In a presentation slide, Intel claims that Epyc processors (which are based on the same Zen architecture as Ryzen, but go up to a mighty 32-cores) are ‘glued-together’ and a ‘repurposed desktop product for server’.
Basically, Intel is saying this is a cobbled together product, along with the glue comment, references the fact that AMD’s chips aren’t a single die, rather they are comprised of four dies put together. However, this isn’t a bad design, as Tech PowerUp, observes.
Indeed, the tech site argues that Zen cores were built from the ground-up for modularity and scalability, and to craftily maximise yields for AMD – with the Epyc chips also delivering impressive results on the power/performance front.
Intel’s slide, however, engages in other seemingly low blows, accusing AMD’s processors of having ‘inconsistent performance’ due to this ‘glued-together’ nature, and further accuses its rival of lacking in terms of its supporting ecosystem.
The problem is that making criticisms like these, with broad brush strokes such as vague accusations of inconsistency – as opposed to detailed comparisons or benchmark breakdowns – doesn’t really present Intel in a good light.

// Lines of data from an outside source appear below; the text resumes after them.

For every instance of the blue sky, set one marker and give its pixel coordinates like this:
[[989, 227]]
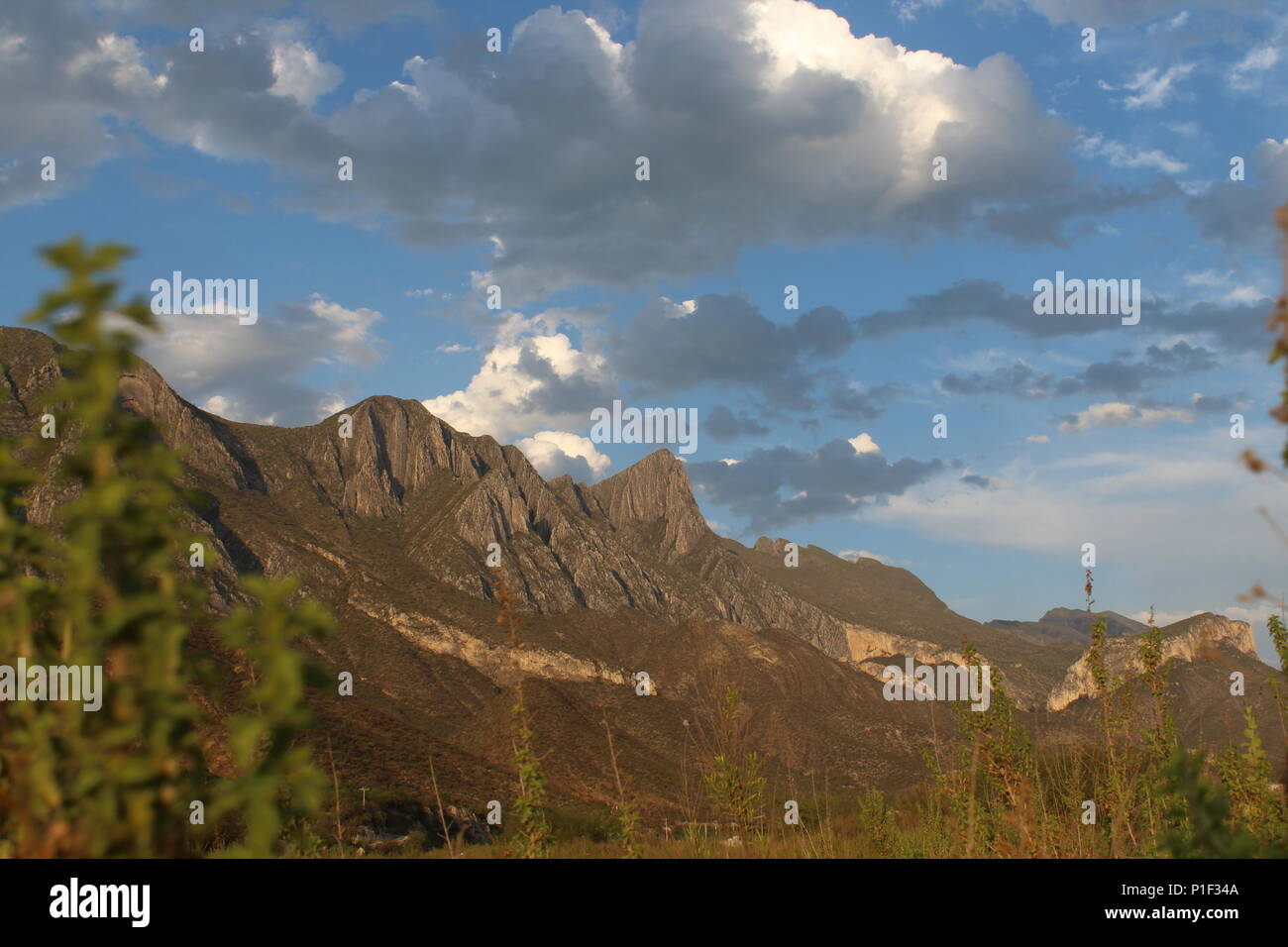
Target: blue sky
[[790, 145]]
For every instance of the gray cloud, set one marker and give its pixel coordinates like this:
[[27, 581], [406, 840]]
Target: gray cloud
[[1236, 326], [724, 425], [725, 341], [1117, 376], [536, 149]]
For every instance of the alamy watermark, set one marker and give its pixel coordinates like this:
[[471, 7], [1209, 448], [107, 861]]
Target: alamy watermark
[[915, 682], [53, 684], [206, 298], [1063, 296], [651, 425]]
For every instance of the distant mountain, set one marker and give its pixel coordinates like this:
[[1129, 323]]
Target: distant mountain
[[1069, 626], [395, 528]]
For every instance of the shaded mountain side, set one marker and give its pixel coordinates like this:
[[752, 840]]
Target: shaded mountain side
[[1188, 641], [1205, 710], [1069, 626], [889, 609]]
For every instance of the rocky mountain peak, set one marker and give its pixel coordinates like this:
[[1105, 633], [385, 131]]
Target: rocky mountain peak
[[655, 491]]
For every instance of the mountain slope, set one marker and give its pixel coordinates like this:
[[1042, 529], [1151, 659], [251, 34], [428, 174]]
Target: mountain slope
[[394, 526]]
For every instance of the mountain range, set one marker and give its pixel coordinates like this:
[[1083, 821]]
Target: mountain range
[[408, 530]]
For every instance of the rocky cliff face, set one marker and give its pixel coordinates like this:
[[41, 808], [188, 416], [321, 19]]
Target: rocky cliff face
[[1192, 639], [407, 530]]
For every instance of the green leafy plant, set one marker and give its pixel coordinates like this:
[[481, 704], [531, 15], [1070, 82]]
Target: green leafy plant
[[101, 585]]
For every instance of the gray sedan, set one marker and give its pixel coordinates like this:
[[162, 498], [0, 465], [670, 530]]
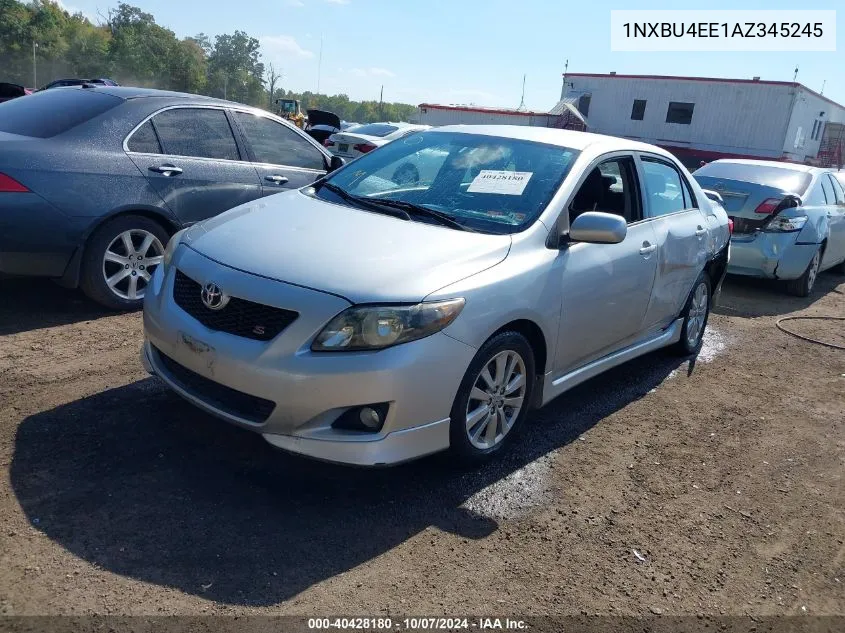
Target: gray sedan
[[789, 220], [370, 320], [94, 180]]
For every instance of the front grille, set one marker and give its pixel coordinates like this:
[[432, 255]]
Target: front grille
[[239, 317], [232, 401]]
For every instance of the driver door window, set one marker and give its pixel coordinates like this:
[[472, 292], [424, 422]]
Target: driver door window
[[611, 188]]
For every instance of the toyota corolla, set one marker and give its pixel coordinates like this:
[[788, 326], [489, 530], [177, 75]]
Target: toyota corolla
[[371, 320]]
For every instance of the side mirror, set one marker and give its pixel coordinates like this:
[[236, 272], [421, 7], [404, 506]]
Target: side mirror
[[335, 163], [598, 228]]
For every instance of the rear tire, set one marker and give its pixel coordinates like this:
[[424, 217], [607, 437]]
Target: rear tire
[[485, 417], [803, 286], [696, 313], [119, 259]]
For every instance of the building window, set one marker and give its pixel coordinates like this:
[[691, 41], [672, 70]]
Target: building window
[[638, 110], [679, 112], [584, 105]]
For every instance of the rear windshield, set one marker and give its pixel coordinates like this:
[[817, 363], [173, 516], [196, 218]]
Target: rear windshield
[[376, 129], [781, 178], [51, 112]]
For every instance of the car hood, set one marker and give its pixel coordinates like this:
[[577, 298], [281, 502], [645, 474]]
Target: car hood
[[359, 255]]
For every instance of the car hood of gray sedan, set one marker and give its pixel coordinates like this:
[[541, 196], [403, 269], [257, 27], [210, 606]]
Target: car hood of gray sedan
[[359, 255]]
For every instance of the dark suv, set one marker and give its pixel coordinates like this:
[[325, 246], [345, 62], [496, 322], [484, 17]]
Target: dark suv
[[94, 180]]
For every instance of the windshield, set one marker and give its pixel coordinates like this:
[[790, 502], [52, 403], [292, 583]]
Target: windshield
[[487, 183], [376, 129], [781, 178]]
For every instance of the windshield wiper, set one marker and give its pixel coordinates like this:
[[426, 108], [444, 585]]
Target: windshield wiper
[[364, 202], [411, 208]]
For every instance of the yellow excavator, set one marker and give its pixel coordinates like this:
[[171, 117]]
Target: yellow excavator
[[289, 109]]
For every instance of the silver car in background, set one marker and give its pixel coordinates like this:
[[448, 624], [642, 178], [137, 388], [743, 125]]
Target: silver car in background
[[789, 220], [370, 321]]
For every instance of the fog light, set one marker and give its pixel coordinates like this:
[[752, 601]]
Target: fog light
[[369, 417]]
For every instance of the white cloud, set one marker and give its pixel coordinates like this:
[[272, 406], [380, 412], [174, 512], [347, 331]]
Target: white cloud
[[282, 47]]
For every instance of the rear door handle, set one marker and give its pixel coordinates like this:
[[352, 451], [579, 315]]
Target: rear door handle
[[166, 170], [647, 248]]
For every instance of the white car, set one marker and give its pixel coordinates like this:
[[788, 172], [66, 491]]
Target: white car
[[356, 142]]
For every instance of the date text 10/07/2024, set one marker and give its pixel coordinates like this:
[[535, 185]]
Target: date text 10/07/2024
[[417, 624]]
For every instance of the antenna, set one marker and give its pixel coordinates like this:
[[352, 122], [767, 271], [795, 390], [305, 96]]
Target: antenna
[[320, 63], [522, 100]]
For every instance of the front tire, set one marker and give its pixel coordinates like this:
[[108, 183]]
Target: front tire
[[696, 312], [493, 398], [803, 286], [119, 260]]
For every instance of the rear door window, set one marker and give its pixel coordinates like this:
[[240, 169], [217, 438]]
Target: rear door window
[[276, 144], [375, 129], [827, 188], [52, 112], [663, 188], [838, 192], [199, 132], [144, 140]]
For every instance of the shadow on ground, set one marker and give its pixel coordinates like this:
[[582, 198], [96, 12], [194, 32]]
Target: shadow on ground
[[749, 297], [144, 485], [31, 304]]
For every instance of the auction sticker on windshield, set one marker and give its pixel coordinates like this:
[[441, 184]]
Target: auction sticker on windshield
[[509, 183]]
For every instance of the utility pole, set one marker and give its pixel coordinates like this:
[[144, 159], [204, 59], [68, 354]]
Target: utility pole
[[320, 63], [522, 100]]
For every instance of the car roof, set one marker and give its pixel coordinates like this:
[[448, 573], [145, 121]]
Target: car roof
[[131, 92], [808, 169], [553, 136]]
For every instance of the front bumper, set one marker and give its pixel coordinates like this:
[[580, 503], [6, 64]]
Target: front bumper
[[308, 391], [769, 255]]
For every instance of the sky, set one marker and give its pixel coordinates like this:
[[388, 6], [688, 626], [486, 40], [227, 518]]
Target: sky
[[466, 51]]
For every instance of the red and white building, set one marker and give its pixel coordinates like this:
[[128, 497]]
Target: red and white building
[[696, 118]]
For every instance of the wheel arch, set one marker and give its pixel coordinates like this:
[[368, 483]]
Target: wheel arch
[[71, 276], [533, 333]]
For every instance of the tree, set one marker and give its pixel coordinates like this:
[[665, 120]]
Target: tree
[[235, 70]]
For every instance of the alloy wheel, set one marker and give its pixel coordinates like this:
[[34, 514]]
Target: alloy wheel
[[697, 314], [129, 262], [496, 399]]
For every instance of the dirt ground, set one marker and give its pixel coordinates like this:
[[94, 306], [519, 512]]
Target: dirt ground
[[713, 487]]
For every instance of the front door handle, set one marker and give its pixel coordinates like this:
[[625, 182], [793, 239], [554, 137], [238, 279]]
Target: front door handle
[[166, 169], [648, 249]]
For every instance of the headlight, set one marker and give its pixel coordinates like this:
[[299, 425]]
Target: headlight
[[781, 224], [376, 327], [171, 247]]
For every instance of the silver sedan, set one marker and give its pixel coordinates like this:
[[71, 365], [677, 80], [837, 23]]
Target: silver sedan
[[369, 320], [789, 220]]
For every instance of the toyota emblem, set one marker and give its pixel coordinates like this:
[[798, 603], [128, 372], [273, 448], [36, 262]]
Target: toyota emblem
[[212, 297]]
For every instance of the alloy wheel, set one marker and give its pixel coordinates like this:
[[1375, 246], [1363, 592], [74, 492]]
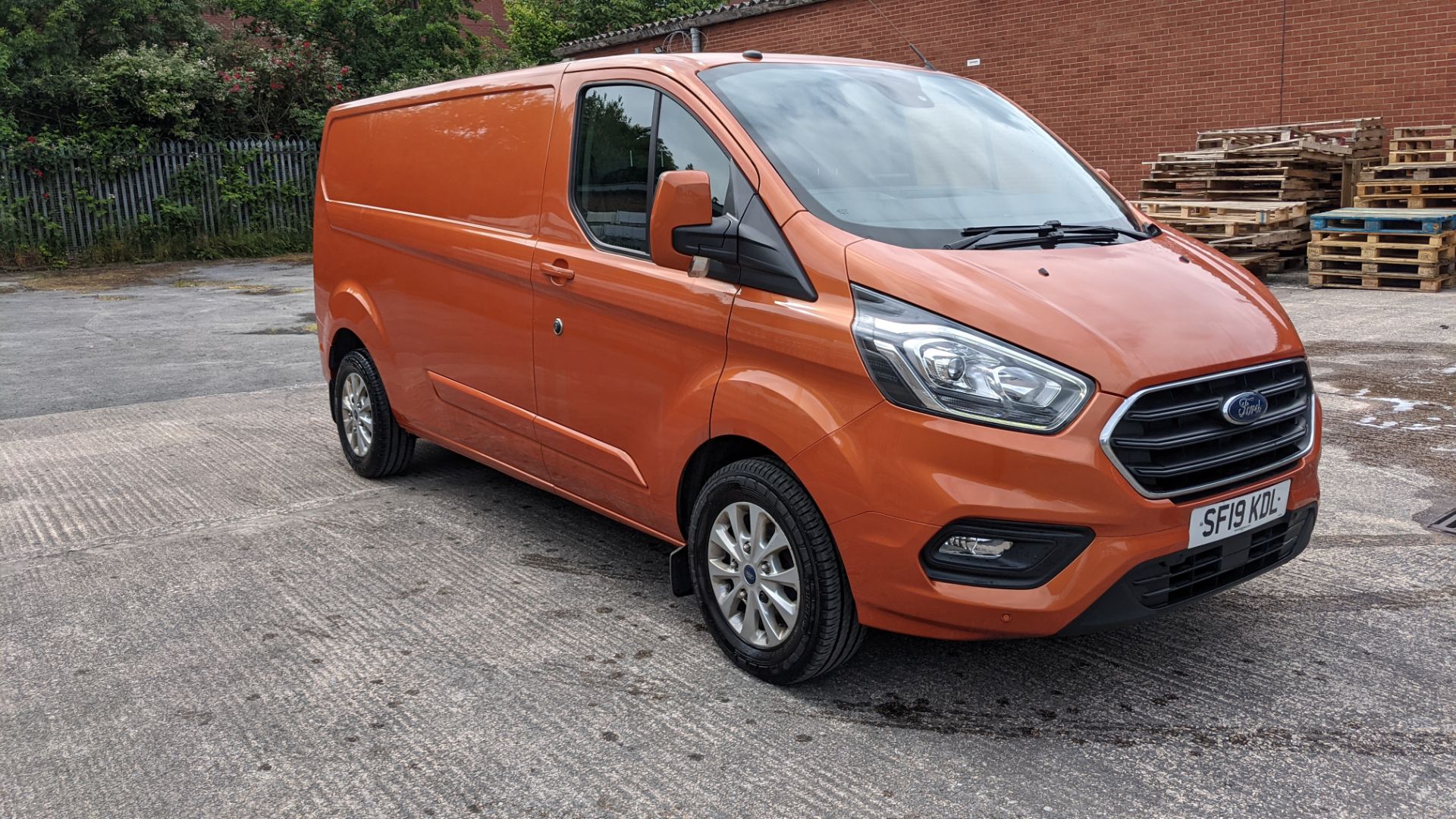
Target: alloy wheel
[[753, 573], [359, 414]]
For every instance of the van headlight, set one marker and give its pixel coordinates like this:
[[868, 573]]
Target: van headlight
[[929, 363]]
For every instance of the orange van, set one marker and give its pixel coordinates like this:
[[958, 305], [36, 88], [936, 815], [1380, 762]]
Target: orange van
[[865, 343]]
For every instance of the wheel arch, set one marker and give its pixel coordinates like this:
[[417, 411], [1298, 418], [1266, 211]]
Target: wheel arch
[[711, 457]]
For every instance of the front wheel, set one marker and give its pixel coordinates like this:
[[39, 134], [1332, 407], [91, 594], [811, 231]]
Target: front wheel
[[767, 575], [375, 445]]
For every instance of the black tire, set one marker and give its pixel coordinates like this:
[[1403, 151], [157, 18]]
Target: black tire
[[827, 632], [391, 447]]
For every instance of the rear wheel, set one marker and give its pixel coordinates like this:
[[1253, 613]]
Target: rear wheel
[[767, 575], [375, 445]]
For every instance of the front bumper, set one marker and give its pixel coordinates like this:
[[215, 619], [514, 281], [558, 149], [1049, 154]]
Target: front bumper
[[893, 479], [1175, 580]]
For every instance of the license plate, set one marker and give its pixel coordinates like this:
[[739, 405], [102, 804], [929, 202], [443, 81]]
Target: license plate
[[1237, 515]]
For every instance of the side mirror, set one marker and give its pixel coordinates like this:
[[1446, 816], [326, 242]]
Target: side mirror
[[683, 200]]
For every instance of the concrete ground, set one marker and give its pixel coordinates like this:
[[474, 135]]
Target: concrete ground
[[206, 613]]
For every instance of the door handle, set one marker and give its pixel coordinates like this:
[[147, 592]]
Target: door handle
[[558, 273]]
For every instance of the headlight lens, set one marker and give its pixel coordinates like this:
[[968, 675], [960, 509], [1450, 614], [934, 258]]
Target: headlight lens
[[929, 363]]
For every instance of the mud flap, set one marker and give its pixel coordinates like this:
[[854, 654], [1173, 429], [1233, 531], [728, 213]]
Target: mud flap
[[680, 573]]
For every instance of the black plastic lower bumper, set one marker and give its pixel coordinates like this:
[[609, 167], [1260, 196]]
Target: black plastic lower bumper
[[1166, 583]]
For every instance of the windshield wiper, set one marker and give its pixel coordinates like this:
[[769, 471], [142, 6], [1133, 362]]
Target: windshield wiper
[[1050, 232]]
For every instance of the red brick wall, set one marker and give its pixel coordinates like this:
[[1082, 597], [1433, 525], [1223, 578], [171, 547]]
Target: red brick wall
[[1125, 79]]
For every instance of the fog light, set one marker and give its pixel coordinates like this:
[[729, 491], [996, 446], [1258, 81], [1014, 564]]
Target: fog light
[[965, 545], [1001, 553]]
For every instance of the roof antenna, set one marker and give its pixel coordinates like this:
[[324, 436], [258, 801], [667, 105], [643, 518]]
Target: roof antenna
[[875, 6]]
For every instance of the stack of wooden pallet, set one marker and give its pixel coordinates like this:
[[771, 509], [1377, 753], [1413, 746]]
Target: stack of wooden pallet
[[1296, 162], [1251, 234], [1293, 171], [1421, 172], [1383, 248]]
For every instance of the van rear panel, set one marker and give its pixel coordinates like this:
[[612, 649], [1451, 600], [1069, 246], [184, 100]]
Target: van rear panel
[[430, 210]]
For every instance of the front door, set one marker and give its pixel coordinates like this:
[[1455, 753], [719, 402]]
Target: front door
[[628, 353]]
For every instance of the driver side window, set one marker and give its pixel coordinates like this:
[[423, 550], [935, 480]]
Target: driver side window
[[626, 137]]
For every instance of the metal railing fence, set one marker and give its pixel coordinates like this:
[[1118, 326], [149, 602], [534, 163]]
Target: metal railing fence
[[204, 187]]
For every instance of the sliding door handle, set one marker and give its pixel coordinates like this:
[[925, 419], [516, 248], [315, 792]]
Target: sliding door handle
[[558, 273]]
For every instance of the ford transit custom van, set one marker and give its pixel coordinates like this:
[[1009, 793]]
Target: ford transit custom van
[[865, 343]]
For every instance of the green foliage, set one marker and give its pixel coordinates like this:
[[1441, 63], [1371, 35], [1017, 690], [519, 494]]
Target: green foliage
[[274, 86], [218, 203], [378, 39], [538, 27]]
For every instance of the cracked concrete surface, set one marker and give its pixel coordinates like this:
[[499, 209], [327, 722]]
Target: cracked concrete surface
[[206, 613]]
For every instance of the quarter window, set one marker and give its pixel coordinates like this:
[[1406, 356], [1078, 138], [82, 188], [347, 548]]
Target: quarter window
[[618, 167], [615, 156]]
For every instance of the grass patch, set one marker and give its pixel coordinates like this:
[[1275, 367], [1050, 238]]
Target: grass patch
[[98, 279], [297, 330]]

Particularly when in another slide, Intel further has a pop at Epyc CPUs by bringing up Ryzen’s initial problems with optimisation for games, and notes that buyers should expect similar software optimisations to be required for the server chips.
Which simply doesn’t follow. Exactly what does tweaking Ryzen for performance with specific games (perhaps at certain resolutions) have to do with what enterprise customers can expect from Epyc? Again, it just looks like a broad smear tactic. ‘This happened here, so it’s bound to happen again somehow…’
And this sort of marketing simply makes Intel look worried about the turf it might lose to AMD with these new Zen chips. After all, it appears that Ryzen is already making some considerable inroads into Intel territory with desktop PCs – albeit in terms of enthusiast rigs as these figures indicated earlier this month.
Intel may just have shot itself in the foot here – with a glue gun, if we can indulge in a bit of poetic licence, leaving the firm in a somewhat sticky situation regarding the tone of its marketing. It’ll certainly be interesting to see if AMD has any response.